Although my track for Irene was correct, the storm's impact was more severe and farther west than I expected. I thought that the harshest part of the storm would remain within 50 miles of the eye. This was not the case. Irene had weakened a lot quicker than I expected, so it expanded. It's like a twirling figure skater who slows her spin by opening up her arms. This similar expansion allowed the heavy rains and powerful winds to extend nearly 80 miles from the center of the storm.

So let's recap my forecast made last Friday afternoon:

My forecast for Richmond remains the same. I think the city will see 1 to 3" of rain west to east. Some areas on the far eastern and southeastern edge could easily pick up over 4". I want to again emphasize that this will not be a continuous rain. Bands will bring occasional downpours.Winds will remain sustained 25 to 35 mph with gusts up to 45 mph at the peak of the storm Saturday night.

Norfolk, Virginia Beach and the Eastern Shore will see hurricane-force winds (70 to 90 mph) and rain totals from 6 to 10". If you live in between Richmond and these areas, you can pretty much take an average between the two.

A tornado watch will be issued Saturday evening and night for eastern VA as Irene interacts with the land. A brief weak tornado will be possible during this time. 

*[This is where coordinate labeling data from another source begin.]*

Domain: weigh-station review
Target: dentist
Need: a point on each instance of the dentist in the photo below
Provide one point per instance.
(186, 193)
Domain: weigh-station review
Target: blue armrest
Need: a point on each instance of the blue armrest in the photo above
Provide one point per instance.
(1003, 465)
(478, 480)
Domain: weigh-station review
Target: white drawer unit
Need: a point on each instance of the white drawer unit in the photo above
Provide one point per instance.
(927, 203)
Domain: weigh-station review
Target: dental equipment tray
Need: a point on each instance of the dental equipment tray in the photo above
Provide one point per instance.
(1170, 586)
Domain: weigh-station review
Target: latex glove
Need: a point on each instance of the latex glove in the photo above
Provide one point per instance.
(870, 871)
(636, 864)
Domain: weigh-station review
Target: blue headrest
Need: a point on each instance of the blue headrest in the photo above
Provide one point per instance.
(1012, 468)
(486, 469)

Here are some rain totals from the National Weather Service from west to east:
  • 2.2" Powhatan
  • 5.4" Richmond International
  • 8.2" Williamsburg
  • 11.0" Suffolk
  • 8.7" Norfolk
I was off by an inch or two around central Virginia, however, generally speaking the rain totals fit the forecast. In addition, there were two reports of tornadoes in eastern VA (Sand Bridge and Eastern Shore). So that part of the forecast also verified.


Winds were a different story. My forecast for southeast Virginia was generally acceptable but was terrible for central Virginia. Here are the hourly reports from Richmond International during the brunt of the storm.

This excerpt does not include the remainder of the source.